The soldiers were identified as Spec. Mark Gutting, 25, of Grand Rapids, Mich., and Spec. Keith Pearson, 25, of Tavares, Fla., both of the 977th Military Police Company from Ft. Riley, Kan., and Sgt. Ronald Richerson, 24, of Portage, Ind., of the 300th Military Police Company from Ft. Leonard Wood, Mo. Also killed was Sgt. Christopher Hilgert, 27, of Bloomington, Ind., also from Ft. Riley.

The attack was the third ambush of U.N. forces since Wednesday. After past assaults, U.N. forces have launched airborne attacks on suspected Aidid strongholds in southern Mogadishu.

U.N. sources said commanders in Somalia are now working out a detailed plan of action that would include a buildup of ground forces in southern Mogadishu.

But in an indication that Washington does not plan any major unilateral retaliation, the President emphasized that the Administration is consulting with the United Nations. "We'll proceed through the U.N., as our troops are there as part of the U.N.," he said.

Clinton also implied that the United States is not reconsidering its participation in the Somalia effort. "I still believe the United Nations mission was well-conceived and properly undertaken," he said.

But the attack elicited criticism of American policy from the Republican congressional leadership, which called on the Administration to reassess the U.S. role in Somalia. Senate Minority Leader Bob Dole (R-Kan.) said Sunday that the operation had "gotten away from our original mission" of humanitarian assistance, adding that the time "may be close" to withdraw American troops.

"We (in Congress) won't be in session for 30 days, but I'll bet there'll be some pressure on the President to do just that," Dole said on NBC's "Meet the Press."

Others called for increased action rather than withdrawal. House Speaker Thomas S. Foley (D-Wash.) said U.N. troops should move faster to capture Aidid.

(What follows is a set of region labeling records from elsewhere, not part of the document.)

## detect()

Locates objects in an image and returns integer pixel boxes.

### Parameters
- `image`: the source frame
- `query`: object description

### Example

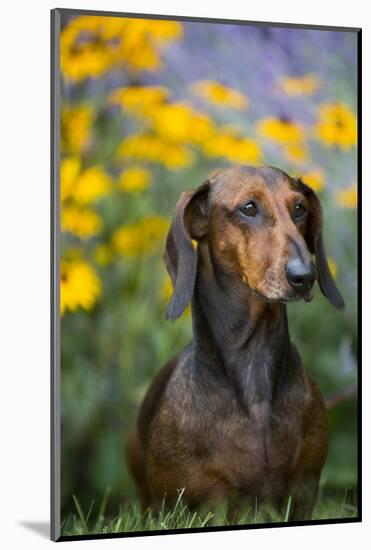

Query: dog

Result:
[128,166,344,521]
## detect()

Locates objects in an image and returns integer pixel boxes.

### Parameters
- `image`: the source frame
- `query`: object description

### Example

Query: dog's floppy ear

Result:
[164,181,210,321]
[164,181,210,321]
[298,179,344,309]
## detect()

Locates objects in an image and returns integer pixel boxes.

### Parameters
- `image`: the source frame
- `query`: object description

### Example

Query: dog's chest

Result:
[205,402,302,492]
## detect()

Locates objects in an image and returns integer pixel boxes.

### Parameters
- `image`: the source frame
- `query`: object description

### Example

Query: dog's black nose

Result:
[286,259,316,294]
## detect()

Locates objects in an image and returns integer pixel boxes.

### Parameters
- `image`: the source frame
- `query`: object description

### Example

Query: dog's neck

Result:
[192,245,292,410]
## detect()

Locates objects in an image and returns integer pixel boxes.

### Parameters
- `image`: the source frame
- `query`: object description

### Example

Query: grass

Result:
[61,490,357,536]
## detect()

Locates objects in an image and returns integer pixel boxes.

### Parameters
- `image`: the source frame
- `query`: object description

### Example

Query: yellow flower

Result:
[117,134,193,170]
[277,74,321,96]
[61,15,182,82]
[94,244,112,266]
[192,80,249,110]
[72,166,111,204]
[327,258,338,279]
[60,157,81,201]
[112,215,169,256]
[203,128,262,164]
[60,260,101,316]
[61,205,102,239]
[161,276,173,303]
[314,103,357,150]
[335,187,358,208]
[110,86,170,115]
[301,170,325,191]
[119,166,151,193]
[257,117,305,144]
[61,105,94,154]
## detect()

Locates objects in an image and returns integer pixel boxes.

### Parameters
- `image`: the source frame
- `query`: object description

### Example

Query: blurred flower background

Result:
[60,15,357,532]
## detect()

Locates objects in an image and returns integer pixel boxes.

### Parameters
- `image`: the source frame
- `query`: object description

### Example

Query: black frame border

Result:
[50,8,362,542]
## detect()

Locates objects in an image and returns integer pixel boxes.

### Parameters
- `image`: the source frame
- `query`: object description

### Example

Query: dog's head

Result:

"We shouldn't allow this cat-and-mouse game to go on in which Americans take casualties and Aidid escapes capture," Foley said on CNN's "Newsmaker Sunday."

Aidid has been on the run since shortly after the June 5 massacre of 24 Pakistani U.N. troops, allegedly by his men.

Despite a $25,000 reward for his capture, Aidid has evaded well-armed U.N. troops deployed in the impoverished nation. Troops from the United States, Europe, Asia and other African countries are now as preoccupied with maintaining law and order and dealing with clan fighting as with securing aid.

The U.N. Command, which took charge from the U.S.-led mission in May, condemned the attack Sunday as a "cowardly act" and pledged that it would not weaken the U.N. mission.

American troops are not being singled out for attack, U.N. officials told the Associated Press. But two U.S. troops were injured Thursday, again in a land mine blast when another convoy was attacked northwest of the capital. The night before, a U.S. soldier was hurt when six mortar rounds were fired into the U.S. Embassy compound in Mogadishu.

The deaths Sunday bring to eight the total number of Americans killed in Somalia since U.S. troops were sent there in December by former President George Bush. A total of 39 peacekeepers have been killed since early June.

After Somali snipers opened fire on the convoy Sunday, U.S. helicopter gunships were called in, along with American, Egyptian and Pakistani reinforcements who sealed off Mogadishu's Medina suburb. Extra troops were deployed in key sections of south Mogadishu.